Once upon a time. A slightly younger boobiechick did running. It started out terribly. I had no clothes for it, no shoes for it. I ran in the dark because that felt more comfortable, less in the spotlight. I was afraid (of my inevitable failure) every time I set a foot out the door and was disappointed at my results every time I set it back inside.
But then something changed.
I was getting more energy. It started to not suck so much. I still couldn’t keep up with what the silly app was telling me I ‘should’ be able to do by that point, but I was achieving better results than before. I’d never been an athletic person and I liked that feeling. I ended up running a 5K with a friend and later that year, I ran 10 miles. I did so with a bum knee (don’t go from 6k to 16k in a 2 week timespan, it’s a bad idea) and walked most of it. But I did finish.

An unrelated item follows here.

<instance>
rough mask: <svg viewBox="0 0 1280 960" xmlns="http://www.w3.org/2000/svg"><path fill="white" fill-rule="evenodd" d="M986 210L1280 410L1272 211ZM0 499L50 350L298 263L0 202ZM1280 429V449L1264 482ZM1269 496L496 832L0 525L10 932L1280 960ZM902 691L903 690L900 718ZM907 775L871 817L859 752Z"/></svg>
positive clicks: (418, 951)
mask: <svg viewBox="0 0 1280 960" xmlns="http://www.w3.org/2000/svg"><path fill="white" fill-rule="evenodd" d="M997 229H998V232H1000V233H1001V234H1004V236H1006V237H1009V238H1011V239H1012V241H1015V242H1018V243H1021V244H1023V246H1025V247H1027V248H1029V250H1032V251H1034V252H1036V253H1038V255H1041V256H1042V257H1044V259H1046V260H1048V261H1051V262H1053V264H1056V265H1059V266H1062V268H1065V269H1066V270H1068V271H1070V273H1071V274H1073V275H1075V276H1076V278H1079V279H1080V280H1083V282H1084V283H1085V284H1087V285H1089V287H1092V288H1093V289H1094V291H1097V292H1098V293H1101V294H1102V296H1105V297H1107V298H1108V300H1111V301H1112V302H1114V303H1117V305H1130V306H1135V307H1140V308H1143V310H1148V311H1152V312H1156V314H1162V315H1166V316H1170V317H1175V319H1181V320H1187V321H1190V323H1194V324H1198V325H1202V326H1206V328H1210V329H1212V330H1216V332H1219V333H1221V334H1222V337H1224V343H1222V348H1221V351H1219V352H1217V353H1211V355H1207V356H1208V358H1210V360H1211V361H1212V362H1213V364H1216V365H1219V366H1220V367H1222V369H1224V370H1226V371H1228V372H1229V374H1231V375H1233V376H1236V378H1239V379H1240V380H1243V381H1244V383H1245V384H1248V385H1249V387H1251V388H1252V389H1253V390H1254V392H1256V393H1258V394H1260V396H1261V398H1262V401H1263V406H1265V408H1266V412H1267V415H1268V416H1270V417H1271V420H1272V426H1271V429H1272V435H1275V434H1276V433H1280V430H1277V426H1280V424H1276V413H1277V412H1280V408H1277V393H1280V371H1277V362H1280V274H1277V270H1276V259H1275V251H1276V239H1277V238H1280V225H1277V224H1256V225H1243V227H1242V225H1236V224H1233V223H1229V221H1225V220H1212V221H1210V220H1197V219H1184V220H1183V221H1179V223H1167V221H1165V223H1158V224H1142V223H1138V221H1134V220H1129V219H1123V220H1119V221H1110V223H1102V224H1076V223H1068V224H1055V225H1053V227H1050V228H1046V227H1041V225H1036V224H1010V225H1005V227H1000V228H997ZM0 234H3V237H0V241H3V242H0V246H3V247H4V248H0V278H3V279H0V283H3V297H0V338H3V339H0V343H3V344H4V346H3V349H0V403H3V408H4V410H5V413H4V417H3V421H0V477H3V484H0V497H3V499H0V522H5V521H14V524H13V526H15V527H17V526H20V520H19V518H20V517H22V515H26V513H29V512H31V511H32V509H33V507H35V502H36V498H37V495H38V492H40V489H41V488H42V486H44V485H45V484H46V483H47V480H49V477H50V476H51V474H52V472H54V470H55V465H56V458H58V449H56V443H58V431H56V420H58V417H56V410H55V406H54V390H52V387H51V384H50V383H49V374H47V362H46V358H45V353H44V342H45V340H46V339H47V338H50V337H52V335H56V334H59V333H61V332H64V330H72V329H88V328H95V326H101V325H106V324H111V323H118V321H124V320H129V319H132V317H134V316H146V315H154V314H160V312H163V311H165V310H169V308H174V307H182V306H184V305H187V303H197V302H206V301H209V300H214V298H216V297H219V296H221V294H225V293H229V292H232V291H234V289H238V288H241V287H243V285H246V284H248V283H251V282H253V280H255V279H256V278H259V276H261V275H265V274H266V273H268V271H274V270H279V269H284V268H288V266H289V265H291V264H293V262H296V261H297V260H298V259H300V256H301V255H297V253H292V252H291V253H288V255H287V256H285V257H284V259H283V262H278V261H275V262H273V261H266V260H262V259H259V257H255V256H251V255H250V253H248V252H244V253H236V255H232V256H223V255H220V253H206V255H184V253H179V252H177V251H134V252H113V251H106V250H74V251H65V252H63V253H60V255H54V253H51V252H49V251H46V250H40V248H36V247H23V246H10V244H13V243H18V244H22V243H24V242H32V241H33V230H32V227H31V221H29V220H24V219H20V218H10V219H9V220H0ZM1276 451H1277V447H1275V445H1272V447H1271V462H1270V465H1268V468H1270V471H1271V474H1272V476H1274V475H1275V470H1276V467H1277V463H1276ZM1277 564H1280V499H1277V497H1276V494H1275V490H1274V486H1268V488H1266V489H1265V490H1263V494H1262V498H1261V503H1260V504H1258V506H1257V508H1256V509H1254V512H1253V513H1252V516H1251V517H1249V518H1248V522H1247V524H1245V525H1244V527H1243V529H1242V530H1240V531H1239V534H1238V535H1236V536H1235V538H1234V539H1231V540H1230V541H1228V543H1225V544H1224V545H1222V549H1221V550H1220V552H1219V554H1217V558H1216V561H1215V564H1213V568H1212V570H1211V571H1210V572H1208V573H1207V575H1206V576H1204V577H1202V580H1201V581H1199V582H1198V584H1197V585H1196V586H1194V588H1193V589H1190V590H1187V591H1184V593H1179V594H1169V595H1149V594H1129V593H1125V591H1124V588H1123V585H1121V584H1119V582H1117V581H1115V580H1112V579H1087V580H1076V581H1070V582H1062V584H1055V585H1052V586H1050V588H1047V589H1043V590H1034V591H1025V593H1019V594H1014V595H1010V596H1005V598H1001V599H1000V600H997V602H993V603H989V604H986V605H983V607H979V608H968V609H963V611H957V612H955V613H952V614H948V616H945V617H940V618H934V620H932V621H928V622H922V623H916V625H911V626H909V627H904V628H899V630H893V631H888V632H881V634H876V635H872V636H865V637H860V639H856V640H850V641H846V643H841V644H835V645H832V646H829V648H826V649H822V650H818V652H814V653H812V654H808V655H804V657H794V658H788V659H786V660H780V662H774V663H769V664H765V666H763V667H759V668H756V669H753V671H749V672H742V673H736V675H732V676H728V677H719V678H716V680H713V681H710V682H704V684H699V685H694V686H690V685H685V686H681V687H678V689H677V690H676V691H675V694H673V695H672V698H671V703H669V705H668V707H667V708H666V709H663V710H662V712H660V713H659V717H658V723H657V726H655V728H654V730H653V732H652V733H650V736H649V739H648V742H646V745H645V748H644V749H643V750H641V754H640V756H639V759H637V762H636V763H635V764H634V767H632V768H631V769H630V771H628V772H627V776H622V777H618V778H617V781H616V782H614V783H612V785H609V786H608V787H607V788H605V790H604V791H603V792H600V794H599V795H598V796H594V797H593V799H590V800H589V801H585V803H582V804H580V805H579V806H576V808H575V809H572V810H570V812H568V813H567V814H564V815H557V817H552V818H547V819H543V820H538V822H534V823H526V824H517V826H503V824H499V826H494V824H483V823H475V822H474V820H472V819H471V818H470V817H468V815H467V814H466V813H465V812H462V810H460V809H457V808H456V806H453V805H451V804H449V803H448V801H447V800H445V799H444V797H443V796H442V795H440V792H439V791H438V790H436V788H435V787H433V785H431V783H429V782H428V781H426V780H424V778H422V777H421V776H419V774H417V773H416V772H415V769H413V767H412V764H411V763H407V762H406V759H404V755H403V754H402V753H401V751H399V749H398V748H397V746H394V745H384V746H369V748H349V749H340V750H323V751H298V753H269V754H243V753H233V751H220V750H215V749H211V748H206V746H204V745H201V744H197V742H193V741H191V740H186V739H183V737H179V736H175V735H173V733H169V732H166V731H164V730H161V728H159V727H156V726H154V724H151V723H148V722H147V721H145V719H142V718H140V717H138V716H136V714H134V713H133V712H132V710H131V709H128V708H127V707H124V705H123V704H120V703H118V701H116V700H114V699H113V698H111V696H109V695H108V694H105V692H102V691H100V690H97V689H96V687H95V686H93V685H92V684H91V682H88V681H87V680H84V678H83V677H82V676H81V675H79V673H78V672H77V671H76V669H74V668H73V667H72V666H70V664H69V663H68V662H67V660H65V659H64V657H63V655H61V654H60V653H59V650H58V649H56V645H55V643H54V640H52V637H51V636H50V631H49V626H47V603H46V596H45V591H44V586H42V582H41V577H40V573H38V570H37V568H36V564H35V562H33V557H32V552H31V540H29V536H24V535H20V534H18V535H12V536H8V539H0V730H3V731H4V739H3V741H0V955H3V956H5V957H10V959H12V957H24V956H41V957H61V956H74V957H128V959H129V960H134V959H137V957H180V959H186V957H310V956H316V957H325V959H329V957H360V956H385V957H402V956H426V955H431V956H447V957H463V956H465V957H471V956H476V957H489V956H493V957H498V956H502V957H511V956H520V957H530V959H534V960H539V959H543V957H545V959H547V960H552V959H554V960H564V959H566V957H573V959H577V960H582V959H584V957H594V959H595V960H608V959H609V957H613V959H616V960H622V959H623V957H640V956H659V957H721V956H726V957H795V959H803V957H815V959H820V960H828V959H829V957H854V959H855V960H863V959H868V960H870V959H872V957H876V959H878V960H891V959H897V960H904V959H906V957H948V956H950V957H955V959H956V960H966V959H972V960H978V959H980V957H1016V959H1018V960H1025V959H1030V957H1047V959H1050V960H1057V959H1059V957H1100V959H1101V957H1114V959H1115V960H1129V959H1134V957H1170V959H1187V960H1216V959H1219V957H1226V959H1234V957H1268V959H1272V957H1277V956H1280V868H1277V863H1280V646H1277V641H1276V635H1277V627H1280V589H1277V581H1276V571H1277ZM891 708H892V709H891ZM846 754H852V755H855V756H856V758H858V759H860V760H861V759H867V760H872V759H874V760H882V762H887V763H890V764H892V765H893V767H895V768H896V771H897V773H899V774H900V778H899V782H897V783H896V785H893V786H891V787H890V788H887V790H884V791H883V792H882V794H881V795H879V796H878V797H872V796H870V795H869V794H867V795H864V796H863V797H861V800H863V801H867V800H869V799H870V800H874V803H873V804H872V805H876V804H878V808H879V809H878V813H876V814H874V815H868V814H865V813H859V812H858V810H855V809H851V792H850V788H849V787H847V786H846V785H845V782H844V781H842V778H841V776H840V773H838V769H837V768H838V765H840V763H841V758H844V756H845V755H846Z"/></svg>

That was 3 years ago. Fast forward to today: I haven’t ran in 2 years at least, I spent much of the past months in bed. I lost 24 pounds and although I’m slowly starting to get a bit better (I’m eating a shitload, I have bits more energy, I’m less depressed) I’m still weaker than I used to be. Burnt out. And my bed is still often slept on. So my therapist suggested running therapy. To increase my fitness and give me some more energy. I’m constantly afraid of getting tired, of being left without energy, so that’s a good idea. I talked to the therapist/trainer who I’d be working with and after having discussed what was holding me back I decided to start with a 1 on 1 session next week. I could also do a group thing but for some reason it seemed even more ‘therapy-y’? I don’t know.. For some reason every time my therapist offers additional ideas (mindfulness is one, running therapy the other, group therapy might be a thing at some point) I tend to be a bit.. resistant. So I’m wondering..
Has anyone here ever done something like this? What was it like? Did it help? I’m kind of nervous about it.
Also OT if you want! What’s up today?